Dom Felix shook his head in denial of this reality and, in the process, saw that there was a tall, bearded man dressed in a waxy-looking short tunic standing by his bed. The man had a voice like a tuba. He said, “Welcome indeed, Dom Felix.”

Dom Felix raised his head to look in the direction of the vanished woman. “Who was that?”

“That? That’s Wallich, about the best wide-spectrum technician there is. Nothing but the best for you, you know.”

“Damn it,” said Dom Felix, surly. He ran over the big man’s words in his mind, trying to make sense out of the outlandish accent. “Damn it, I’m celibate.”

“Not now, you’re not,” said the man cheerfully “My name is Altair II.
Two
, written archaically with two
I
’s. To differentiate me from my father, who was Altair Junior, and to differentiate
him
from
his
father, who was just plain Altair. So although there have been three of us, I’m called Two. What’s the matter?”

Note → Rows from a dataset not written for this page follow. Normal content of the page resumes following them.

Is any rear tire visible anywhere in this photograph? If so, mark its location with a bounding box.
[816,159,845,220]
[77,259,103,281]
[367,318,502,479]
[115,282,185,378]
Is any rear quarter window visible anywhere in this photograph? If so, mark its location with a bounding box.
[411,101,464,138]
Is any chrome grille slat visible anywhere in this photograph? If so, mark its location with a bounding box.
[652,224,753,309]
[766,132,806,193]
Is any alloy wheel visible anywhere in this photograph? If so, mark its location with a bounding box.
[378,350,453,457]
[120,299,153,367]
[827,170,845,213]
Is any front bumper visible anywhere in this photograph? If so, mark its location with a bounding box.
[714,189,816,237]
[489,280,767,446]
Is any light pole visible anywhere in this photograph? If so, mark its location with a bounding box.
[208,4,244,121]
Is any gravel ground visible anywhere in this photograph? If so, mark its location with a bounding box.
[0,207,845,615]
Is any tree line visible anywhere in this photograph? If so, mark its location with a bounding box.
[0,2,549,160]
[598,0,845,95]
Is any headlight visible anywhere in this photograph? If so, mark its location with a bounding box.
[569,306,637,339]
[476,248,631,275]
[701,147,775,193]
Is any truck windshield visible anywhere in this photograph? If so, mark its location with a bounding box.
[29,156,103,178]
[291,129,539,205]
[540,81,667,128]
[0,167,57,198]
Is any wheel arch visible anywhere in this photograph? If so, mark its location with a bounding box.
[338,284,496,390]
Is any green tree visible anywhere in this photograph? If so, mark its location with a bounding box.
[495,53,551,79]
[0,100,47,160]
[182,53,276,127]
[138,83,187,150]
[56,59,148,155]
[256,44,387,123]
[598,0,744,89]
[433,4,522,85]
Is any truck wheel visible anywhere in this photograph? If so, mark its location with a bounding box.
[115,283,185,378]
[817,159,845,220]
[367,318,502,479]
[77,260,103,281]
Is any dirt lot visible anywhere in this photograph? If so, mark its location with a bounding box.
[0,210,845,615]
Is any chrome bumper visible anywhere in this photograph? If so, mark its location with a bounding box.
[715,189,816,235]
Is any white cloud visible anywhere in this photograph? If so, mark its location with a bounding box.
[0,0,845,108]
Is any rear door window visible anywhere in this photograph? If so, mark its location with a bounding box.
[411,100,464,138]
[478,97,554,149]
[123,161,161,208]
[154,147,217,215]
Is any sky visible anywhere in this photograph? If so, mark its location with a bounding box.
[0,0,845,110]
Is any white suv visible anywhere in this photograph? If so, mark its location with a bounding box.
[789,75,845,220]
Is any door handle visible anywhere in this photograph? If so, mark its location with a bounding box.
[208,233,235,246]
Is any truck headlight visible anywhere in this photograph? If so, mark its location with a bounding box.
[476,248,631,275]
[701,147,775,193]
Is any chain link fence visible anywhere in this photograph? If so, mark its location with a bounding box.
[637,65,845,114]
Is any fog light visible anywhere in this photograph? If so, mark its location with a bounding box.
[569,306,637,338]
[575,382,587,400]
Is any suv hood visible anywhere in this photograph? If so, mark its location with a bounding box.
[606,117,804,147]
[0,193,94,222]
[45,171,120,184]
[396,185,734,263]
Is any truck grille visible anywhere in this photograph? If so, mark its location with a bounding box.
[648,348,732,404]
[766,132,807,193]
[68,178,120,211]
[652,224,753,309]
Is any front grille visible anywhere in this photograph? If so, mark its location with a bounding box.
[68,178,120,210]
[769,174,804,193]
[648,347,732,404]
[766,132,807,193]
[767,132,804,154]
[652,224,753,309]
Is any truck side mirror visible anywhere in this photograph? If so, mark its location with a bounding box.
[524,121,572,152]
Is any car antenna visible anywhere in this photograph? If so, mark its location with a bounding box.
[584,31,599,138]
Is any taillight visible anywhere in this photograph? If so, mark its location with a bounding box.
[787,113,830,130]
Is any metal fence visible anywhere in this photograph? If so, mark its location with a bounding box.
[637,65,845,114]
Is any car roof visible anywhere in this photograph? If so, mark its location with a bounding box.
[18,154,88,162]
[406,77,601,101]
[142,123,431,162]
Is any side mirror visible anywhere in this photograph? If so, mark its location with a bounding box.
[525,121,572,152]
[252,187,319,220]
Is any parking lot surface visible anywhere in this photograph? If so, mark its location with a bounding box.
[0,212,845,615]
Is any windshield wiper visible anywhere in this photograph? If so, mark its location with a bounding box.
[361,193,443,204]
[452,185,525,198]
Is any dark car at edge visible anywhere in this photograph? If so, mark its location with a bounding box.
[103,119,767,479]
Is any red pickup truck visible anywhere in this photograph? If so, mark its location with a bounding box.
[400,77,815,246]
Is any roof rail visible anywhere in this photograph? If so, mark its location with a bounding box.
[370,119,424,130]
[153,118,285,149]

Dom Felix looked down at himself and made a vague gesture. “I feel self-conscious, lying here like this.” He was a short, broad man with thick, black brows over what seemed to be pupil-less black eyes, a short, thick beard, short, thick fingers and legs, and a lot of hair on his body.

“Never thought. Sorry,” said Altair, and, crossing his arms downward, he grabbed the hem of his tunic and whipped it off over his head, whereupon the woman Wallich entered. She was dressed a bit.